NVIDIA / cutlass

CUDA Templates for Linear Algebra Subroutines
Other
5.64k stars 961 forks source link

[QST] Gemm results are different with tile_description? #1769

Open hxdtest opened 2 months ago

hxdtest commented 2 months ago

What is your question? It seems that add tile_description would make the gemm result different? assert (tensor_D_numpy - tensor_D).max() == 0.0 would pass if I add tile_decription.

import numpy as np
import random
import torch
import cutlass

# This controls whether the C++ GEMM declaration will be printed at each step. 
# Set to `False` to omit this information.
print_module = True

m = 8192
n = 8192
k = 8192
dtype=torch.float16
tensor_A = torch.rand(m, k, device=0, dtype=torch.float16)   
tensor_B = torch.rand(k, n, device=0, dtype=torch.float16)   
tensor_C = torch.zeros(m, n, device=0, dtype=torch.float16)   
tensor_D = torch.zeros(m, n, device=0, dtype=torch.float16)   

alpha = 1
beta = 0.0

# We specify `element_accumulator` here so as to match the kernel run by NumPy below. However,
# specifying `element_accumulator` is not required if it is the same as `element`
plan = cutlass.Gemm(element=dtype, layout=cutlass.LayoutType.RowMajor, element_accumulator=torch.float32)
"""
tile_description = {
    "threadblock_shape":  [128, 256, 32],   # Threadblock shape
    "stages": 3,                # Number of stages
    "wrap_count" : [2, 4, 1],        # Number of warps within each dimension of the threadblock shape
    "instruction_shape":  [16, 8 , 16] ,
    "cluster_shape":  [1, 1 , 1]
}
plan.tile_description = tile_description
"""

plan.run(tensor_A, tensor_B, tensor_C, tensor_D, print_module=print_module)

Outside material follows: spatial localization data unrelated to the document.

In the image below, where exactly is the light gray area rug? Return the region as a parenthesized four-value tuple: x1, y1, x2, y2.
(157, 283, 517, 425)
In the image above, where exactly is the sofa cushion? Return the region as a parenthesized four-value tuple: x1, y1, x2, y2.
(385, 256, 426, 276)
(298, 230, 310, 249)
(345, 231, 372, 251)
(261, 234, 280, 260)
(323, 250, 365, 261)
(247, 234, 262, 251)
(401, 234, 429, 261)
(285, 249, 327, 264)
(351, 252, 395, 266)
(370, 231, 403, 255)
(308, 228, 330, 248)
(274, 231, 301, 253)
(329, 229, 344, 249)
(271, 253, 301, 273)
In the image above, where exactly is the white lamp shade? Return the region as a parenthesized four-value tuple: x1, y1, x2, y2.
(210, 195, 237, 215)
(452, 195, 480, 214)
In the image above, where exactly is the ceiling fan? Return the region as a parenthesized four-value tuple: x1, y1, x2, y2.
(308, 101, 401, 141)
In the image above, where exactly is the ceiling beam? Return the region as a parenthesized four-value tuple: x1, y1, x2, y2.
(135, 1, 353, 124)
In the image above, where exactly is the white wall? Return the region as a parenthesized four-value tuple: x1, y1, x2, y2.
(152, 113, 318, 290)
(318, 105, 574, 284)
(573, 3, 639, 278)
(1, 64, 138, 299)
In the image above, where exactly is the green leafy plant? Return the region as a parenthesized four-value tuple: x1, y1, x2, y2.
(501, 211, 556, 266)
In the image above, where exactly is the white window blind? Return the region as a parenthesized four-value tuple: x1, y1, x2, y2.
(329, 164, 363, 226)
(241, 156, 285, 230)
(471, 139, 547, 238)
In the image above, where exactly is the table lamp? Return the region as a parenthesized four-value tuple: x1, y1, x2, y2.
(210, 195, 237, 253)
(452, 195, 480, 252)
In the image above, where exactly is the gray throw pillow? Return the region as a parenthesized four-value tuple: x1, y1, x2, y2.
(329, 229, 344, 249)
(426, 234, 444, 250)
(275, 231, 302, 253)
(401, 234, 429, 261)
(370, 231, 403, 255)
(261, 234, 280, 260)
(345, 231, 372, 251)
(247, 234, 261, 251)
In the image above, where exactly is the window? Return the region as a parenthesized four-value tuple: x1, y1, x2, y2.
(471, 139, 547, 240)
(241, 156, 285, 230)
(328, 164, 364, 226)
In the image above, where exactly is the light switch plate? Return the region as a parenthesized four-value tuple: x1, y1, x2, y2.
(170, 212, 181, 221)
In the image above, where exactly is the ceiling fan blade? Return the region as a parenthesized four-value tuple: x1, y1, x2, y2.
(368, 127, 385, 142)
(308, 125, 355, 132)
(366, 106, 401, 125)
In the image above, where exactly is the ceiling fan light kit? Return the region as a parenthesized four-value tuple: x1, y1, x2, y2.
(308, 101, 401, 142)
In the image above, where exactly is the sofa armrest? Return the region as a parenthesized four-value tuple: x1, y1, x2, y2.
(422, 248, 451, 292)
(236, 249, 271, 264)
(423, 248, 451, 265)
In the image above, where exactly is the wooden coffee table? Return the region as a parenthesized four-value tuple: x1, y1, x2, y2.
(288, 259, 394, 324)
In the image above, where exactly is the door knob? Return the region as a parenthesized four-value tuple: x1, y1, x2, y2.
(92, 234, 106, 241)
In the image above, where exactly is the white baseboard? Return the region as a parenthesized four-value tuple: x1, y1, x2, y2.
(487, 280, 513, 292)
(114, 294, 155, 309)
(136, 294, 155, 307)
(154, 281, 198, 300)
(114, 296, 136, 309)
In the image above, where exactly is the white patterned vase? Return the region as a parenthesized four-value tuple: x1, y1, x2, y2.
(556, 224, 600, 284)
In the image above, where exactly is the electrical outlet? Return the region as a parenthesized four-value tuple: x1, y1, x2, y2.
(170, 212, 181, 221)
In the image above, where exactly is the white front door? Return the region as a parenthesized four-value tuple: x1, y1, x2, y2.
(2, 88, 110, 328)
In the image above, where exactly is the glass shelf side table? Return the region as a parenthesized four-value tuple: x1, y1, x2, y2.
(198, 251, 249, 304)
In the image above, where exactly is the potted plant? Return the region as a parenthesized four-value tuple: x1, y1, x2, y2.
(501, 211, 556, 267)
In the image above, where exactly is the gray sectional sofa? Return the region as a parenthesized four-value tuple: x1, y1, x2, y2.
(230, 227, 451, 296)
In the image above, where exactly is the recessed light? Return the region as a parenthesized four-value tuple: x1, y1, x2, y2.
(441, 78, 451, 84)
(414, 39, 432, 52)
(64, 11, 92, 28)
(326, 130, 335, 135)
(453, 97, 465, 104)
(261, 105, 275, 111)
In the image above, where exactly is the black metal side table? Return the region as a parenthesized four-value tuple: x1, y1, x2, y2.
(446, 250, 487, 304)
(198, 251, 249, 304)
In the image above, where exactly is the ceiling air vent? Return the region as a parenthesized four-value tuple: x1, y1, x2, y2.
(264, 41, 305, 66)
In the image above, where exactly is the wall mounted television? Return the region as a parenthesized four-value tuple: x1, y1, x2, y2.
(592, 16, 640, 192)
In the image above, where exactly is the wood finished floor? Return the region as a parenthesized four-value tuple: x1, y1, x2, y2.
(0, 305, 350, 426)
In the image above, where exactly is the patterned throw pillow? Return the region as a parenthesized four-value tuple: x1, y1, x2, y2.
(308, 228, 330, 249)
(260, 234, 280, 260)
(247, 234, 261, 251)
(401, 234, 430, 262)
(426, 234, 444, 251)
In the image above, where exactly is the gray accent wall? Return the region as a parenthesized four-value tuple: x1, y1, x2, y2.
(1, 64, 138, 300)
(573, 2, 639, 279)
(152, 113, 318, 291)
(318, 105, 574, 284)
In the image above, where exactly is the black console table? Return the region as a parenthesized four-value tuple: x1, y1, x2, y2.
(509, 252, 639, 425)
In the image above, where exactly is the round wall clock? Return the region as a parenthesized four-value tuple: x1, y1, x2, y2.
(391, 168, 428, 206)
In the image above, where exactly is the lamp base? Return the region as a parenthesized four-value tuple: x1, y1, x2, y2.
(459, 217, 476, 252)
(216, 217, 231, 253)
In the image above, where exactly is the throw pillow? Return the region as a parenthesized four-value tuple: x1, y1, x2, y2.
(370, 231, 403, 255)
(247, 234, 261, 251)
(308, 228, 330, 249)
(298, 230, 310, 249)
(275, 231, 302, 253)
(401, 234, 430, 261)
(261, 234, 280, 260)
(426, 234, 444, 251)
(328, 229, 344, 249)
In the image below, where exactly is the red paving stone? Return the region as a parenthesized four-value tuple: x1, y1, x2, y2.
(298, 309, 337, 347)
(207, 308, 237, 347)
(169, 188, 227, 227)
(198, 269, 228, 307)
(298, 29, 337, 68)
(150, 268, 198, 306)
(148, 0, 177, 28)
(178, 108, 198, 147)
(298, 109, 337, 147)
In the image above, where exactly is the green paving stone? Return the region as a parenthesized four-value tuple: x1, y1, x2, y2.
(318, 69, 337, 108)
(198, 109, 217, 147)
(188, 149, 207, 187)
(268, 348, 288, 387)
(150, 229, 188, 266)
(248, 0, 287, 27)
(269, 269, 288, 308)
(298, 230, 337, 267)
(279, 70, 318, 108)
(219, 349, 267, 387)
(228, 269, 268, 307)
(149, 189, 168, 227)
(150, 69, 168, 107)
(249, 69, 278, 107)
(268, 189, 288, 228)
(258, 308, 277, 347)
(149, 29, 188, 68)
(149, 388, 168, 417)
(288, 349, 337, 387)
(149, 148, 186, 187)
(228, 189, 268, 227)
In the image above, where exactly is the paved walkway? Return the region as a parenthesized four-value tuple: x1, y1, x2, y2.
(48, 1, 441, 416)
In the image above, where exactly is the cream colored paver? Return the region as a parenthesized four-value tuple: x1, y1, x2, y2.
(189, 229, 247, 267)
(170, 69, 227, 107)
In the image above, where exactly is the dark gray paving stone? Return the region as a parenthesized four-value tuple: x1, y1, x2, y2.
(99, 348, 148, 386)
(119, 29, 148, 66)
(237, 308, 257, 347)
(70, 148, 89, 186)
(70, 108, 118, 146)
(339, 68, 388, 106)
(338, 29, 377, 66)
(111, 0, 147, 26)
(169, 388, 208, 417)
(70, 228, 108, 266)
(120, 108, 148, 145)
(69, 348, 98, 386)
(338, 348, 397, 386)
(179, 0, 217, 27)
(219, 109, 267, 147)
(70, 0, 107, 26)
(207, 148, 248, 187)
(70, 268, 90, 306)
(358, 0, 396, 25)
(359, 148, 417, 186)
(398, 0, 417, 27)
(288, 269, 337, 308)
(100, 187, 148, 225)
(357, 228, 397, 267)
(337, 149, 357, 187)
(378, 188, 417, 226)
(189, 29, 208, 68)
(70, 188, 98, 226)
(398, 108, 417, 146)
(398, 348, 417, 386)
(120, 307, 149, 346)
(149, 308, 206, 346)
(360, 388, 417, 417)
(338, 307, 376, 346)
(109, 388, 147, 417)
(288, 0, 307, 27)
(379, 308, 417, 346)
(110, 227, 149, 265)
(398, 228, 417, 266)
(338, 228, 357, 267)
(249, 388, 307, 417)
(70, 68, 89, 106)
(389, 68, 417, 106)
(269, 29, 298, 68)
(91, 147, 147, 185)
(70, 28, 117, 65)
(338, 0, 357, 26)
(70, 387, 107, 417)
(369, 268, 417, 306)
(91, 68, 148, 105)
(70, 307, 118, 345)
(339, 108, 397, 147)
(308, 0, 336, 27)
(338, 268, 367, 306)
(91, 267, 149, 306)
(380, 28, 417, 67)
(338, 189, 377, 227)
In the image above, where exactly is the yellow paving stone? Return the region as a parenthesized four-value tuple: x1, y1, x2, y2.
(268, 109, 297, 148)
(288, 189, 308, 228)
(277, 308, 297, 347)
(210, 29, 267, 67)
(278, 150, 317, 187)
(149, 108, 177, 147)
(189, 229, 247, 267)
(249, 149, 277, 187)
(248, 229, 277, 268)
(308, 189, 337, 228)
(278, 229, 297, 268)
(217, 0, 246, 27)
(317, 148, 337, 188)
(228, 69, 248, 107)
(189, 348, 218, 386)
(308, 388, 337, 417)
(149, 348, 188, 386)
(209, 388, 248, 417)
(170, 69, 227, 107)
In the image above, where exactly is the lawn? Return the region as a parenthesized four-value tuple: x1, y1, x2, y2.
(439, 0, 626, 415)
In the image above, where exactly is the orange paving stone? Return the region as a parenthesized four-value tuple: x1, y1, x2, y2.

tensor_D_numpy = (alpha * (tensor_A @ tensor_B)) + (beta * tensor_C)

assert (tensor_D_numpy - tensor_D).max() == 0.0
print(tensor_D)
jackkosaian commented 2 months ago

Can you please list the C++ output you see after the call to plan.run() with print_module=true?

github-actions[bot] commented 1 month ago

This issue has been labeled inactive-30d due to no recent activity in the past 30 days. Please close this issue if no further response or action is needed. Otherwise, please respond with a comment indicating any updates or changes to the original issue and/or confirm this issue still needs to be addressed. This issue will be labeled inactive-90d if there is no activity in the next 60 days.